Sitka’s schools are shutting their doors — but not their instructional programs, which will continue remotely. Even at Baranof Elementary, which was hoping to remain open nevertheless. “The numbers are just so big,” says superintendent John Holst, “the optics of staying open when the community appears to be in crisis were just too much.” (KCAW image)

Sitka’s schools are closing down for a week, after a surge in coronavirus cases in the community.

Roughly one-third of Sitka’s total case count in the pandemic has come since the end of October.

The Sitka school closure runs from November 11 – 17. All students will take classes remotely during that time.

District superintendent John Holst says the closure is a precautionary measure, because the infection doesn’t appear to be spreading within school buildings.

“The numbers are just so big,” Holst said. “The optics of staying open when the community appears to be in a crisis was just too much.”

For months — even during the summer fishing season — Sitka experienced very few active cases. As of October 20, in fact, Sitka was at a “low alert” level, then bumped up to “moderate” on October 30, and then to “high” on November 3 — basically, a continuous roll from late October that produced 32 positive cases in about two weeks.

(Note: City data from October 28 – November 9. The school district uses “Date Tested” as its effective date for determining if a case falls within the 14-day window used to establish the district’s alert level.)

The dramatic surge has also forestalled plans to have the Baranof Elementary School remain open come what may. Principal Jill LeCrone told the school board last week that her building was preparing to remain open, even if other district buildings closed, due to the extraordinary challenges of remote learning in kindergarten and first grade. Nevertheless, Baranof is closing, with an eye to reopening a day ahead of the rest of the district.

“Of course if things get even worse, that probably won’t occur,” he said. “But Jill (LeCrone) and her staff are pretty much committed to opening on Monday if at all possible.”

Thanks to strict mitigation measures, Holst doesn’t believe that COVID-19 is being transmitted in the schools. He noted that each of the confirmed positive cases reported in the district so far were in the buildings for several days before their test results came back, and they did not appear to infect anyone else.

Holst says this will make a difference when deciding to go back to school. 

“As long as the buildings are safe, and staff and students are safe, staying open is a priority,” said Holst. “I mean that’s what everyone wants.”

On several occasions, Holst has stressed to the board that closing schools has a harmful ripple effect throughout the community.
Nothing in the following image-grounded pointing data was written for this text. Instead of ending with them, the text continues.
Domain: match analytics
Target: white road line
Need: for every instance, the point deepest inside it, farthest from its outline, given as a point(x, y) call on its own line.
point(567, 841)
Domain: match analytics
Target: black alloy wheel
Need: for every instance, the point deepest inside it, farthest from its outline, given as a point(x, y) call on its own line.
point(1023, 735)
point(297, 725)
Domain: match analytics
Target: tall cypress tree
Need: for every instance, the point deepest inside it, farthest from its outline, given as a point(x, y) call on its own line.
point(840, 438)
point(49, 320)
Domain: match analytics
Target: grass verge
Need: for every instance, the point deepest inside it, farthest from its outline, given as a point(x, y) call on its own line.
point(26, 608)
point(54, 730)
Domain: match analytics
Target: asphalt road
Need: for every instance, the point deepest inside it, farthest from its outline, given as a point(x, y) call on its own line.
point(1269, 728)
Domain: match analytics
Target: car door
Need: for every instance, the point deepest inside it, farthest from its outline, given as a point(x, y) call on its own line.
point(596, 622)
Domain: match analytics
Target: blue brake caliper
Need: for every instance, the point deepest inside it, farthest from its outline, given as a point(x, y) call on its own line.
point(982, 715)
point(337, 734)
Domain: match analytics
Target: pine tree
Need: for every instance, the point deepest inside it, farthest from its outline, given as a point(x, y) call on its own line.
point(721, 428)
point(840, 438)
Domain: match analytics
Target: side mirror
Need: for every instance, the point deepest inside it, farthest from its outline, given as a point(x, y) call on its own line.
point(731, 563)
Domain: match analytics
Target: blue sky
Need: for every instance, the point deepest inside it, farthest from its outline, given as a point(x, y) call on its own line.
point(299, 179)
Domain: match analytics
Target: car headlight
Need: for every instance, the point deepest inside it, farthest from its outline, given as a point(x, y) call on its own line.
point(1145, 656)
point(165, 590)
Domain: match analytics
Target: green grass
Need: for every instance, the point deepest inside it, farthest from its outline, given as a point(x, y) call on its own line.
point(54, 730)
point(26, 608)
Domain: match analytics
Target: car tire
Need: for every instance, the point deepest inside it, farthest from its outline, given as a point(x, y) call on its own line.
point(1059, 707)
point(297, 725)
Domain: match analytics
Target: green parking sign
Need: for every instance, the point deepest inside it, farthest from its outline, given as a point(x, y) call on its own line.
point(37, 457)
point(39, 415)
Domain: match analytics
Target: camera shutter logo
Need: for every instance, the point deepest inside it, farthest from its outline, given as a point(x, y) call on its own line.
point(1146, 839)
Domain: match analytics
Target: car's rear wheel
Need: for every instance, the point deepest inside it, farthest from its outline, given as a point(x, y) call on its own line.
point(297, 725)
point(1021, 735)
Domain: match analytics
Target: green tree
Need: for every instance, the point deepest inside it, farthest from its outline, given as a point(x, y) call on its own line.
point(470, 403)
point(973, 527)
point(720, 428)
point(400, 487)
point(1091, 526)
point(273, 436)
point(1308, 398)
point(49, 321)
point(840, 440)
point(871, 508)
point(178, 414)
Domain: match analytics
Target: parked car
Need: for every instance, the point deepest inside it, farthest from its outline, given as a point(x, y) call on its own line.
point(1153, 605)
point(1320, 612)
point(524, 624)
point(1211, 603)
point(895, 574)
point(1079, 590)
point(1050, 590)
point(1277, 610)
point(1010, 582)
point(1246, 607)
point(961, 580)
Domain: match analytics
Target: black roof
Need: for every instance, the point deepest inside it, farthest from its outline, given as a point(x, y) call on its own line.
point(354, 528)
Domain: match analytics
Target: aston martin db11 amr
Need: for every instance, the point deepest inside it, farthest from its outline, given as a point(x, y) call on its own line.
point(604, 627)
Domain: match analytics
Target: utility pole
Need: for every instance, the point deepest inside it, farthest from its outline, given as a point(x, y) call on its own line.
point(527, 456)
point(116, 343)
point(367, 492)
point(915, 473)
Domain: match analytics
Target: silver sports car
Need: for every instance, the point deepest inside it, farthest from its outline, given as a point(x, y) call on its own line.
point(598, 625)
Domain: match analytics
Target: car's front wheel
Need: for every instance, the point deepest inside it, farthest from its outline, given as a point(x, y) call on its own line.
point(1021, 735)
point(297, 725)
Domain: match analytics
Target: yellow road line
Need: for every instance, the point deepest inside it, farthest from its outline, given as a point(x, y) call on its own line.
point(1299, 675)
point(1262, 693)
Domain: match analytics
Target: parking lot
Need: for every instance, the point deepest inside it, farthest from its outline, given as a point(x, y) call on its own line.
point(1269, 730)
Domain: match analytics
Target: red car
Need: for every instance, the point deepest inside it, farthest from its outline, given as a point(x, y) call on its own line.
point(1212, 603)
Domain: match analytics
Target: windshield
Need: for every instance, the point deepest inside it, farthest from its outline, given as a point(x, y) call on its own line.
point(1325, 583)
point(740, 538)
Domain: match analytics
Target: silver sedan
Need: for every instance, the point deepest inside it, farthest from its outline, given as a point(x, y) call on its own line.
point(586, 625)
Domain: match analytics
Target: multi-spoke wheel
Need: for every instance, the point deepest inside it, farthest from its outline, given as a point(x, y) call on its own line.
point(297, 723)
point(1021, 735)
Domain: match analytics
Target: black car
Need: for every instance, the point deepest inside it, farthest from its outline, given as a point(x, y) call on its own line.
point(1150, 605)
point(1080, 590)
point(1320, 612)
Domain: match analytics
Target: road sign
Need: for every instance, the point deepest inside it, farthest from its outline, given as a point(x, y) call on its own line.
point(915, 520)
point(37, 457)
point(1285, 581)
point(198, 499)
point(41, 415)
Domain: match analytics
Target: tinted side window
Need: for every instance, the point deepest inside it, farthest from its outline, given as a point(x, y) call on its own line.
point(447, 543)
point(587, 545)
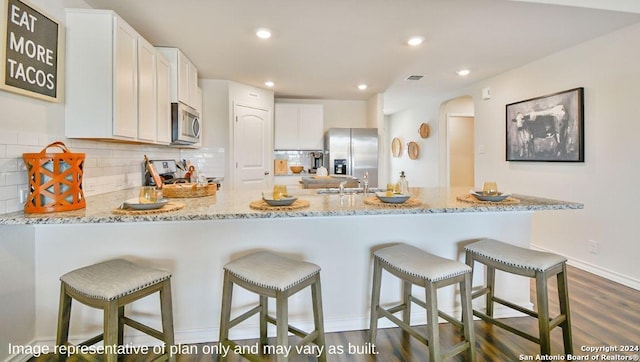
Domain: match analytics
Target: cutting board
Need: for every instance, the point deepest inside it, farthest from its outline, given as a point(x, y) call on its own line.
point(280, 167)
He’s also said that decision-making in a district is often a 60/40 proposition, with only 60 percent of affected people supporting a decision, and 40 percent opposed.

The data from this latest decision to close Sitka’s schools supports his theory. 

“I’ve been getting a lot of emails responding to the messages that I’ve been sending out almost daily now, and I can tell you that there is a big split in the community,” Holst said. “It appears to me that well over a majority — 60-70 percent, or maybe even higher — of the parents want to see school open, and were disappointed that we closed.”

Although the closure is scheduled for just a week in most buildings, Holst says the district will want to see a downward trend in the infection rate, even if the numbers don’t drop to the level (no more than 12 cases in 14 days) specified in last summer’s Smart Start plan, before resuming in-person instruction.